We're projecting "My Header" into the <ng-content></ng-content> block.

Step 4: Publish

In your module folder, create a new package.json. You can do this with npm init command. It should look like:

{
  "name": "libex",
  "version": "1.0.16",
  "description": "An Example Library.",
      ...
}

For the most part, only the library name matters.
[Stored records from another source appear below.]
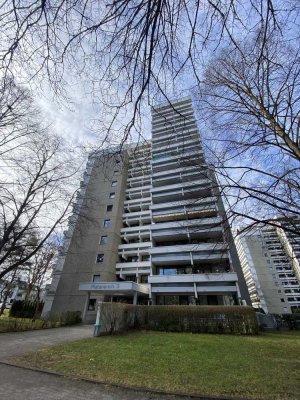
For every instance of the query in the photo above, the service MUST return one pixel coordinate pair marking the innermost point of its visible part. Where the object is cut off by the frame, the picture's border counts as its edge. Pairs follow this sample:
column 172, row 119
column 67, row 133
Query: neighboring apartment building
column 150, row 228
column 270, row 258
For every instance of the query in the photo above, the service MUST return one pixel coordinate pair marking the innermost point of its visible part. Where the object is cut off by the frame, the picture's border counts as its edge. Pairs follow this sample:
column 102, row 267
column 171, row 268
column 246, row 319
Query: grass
column 255, row 367
column 10, row 324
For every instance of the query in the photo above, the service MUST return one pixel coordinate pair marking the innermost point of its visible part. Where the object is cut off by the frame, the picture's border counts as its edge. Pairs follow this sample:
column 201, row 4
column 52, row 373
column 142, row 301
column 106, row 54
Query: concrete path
column 16, row 343
column 17, row 383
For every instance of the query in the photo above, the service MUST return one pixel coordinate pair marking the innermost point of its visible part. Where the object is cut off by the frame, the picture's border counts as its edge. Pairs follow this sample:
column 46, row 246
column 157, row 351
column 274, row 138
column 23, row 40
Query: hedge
column 119, row 317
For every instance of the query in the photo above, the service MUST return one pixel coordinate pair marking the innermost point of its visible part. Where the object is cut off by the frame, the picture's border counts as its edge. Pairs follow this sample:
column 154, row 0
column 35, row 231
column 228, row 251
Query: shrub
column 116, row 317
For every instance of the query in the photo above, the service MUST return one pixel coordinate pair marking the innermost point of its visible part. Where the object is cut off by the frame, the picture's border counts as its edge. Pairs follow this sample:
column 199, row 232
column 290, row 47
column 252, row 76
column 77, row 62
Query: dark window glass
column 96, row 278
column 100, row 258
column 103, row 239
column 92, row 305
column 106, row 223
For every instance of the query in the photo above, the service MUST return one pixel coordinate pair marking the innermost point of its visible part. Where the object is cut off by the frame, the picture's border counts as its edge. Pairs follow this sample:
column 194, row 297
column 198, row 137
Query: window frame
column 103, row 239
column 99, row 259
column 106, row 223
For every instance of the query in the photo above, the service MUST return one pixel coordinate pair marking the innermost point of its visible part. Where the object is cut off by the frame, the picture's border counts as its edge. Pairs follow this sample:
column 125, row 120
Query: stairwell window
column 103, row 239
column 99, row 258
column 96, row 278
column 106, row 223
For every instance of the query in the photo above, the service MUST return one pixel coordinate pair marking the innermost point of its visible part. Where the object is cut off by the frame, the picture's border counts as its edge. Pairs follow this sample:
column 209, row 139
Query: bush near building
column 119, row 317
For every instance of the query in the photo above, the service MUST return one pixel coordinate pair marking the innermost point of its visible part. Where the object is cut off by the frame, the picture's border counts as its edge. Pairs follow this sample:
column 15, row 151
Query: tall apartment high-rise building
column 150, row 226
column 270, row 257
Also rename libex.module.ts to index.ts since that's the standard name for a main file.

publishing with npm-link

With npm-link you create a symbolic link in your library consumer project to your library producer project simulating npm deployment. It is a two-step process described well in npmjs docs

make angular-cli play nice with npm links

either run

  $ ng serve --preserve-symlinks

or update .angular-cli.json

  ...
  "defaults": {
    "styleExt": "scss",
    "component": {},
    "build": {
      "preserveSymlinks": true
    }
  }

if you have symlinks in the source tree.

Starting with Angular 5, you also need to include your linked library in tsconfig.json:

  "include": [
    "src/**/*",
    "node_modules/your-library/index.ts",
  ]

Misc. things that will need attention

environment

environment imports like this will break in the host application using the library

import {environment} from '../../../environments/environment';

Need to figure out a library mechanism that can locate the host app environment.

use webpack's sass-loader

@import "~bootstrap/scss/bootstrap-grid.scss";

rather than

@import "../../../../node_modules/bootstrap/scss/bootstrap-grid.scss";

sass imports from other locations

similar to environment imports, these things will break as well.

@import "../../../sass/some-variables";

So either need internalize them in the library, e.g.:

@import "../some-variables";

or come up with a different mechanism to locate the sass folder in the project src folder or elsewhere.